RemoveFromAll() unwinds the stack for all players, returning each to their previous control mode.

using { /Fortnite.com/Devices }
using { /Verse.org/Simulation }

end_phase_controls_device := class(creative_device):

    @editable
    SpecialControls:gameplay_controls_device = gameplay_controls_device{}

    # A trigger that fires when the special phase ends.
    @editable
    EndPhaseTrigger:trigger_device = trigger_device{}

    OnBegin<override>()<suspends>:void =
        EndPhaseTrigger.TriggeredEvent.Subscribe(OnEndPhase)

    OnEndPhase(Agent:?agent):void =
        # Remove the scheme from all players, restoring normal controls.
        SpecialControls.RemoveFromAll()

Disable the device to block all pushes

If you want to globally turn a control scheme off (so no further AddTo calls take effect), call Disable(). Re-enable later with Enable().

using { /Fortnite.com/Devices }
using { /Verse.org/Simulation }

controls_toggle_device := class(creative_device):

    @editable
    StealthControls:gameplay_controls_device = gameplay_controls_device{}

    # Toggles the stealth control scheme on / off globally.
    @editable
    ToggleButton:button_device = button_device{}

    var Active:logic = false

    OnBegin<override>()<suspends>:void =
        ToggleButton.InteractedWithEvent.Subscribe(OnToggle)
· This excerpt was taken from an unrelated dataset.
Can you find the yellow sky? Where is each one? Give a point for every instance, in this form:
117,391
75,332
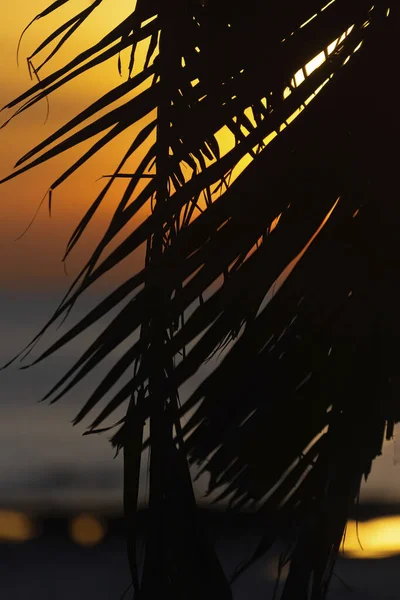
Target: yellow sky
35,260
    OnToggle(Agent:agent):void =
        if (Active?):
            StealthControls.Disable()
            set Active = false
        else:
            StealthControls.Enable()
            set Active = true

Gotchas

  • It's a stack, not a switch. Every AddTo pushes a new active scheme; every RemoveFrom pops one. If you push twice and pop once, the scheme is still active. Keep your pushes and pops balanced per player, or you'll get "stuck" control modes.
  • Enable before you push. If the device is Disable()d, calling AddTo/AddToAll won't make the scheme active. Call Enable() once in OnBegin (or whenever you want pushes to start working).
  • AddTo is per-player; AddToAll is everyone. Don't loop over players calling AddTo when you mean AddToAll — and don't call AddToAll when you only want one player to get the new controls.
  • Unwrap the option agent. trigger_device.TriggeredEvent hands you (Agent:?agent). You must do if (Player := Agent?): before passing it to AddTo / RemoveFrom, which expect a plain agent.
  • The type is abstract. gameplay_controls_device is abstract — you can't construct a meaningful one in code; you bind the @editable field to a concrete control-scheme device placed in your level. The = gameplay_controls_device{} default is just a placeholder until you assign it in UEFN.
  • Removing when nothing was pushed. Calling RemoveFrom/RemoveFromAll when the scheme isn't on a player's stack simply does nothing harmful, but it also won't "reset" controls — there has to be a matching prior push.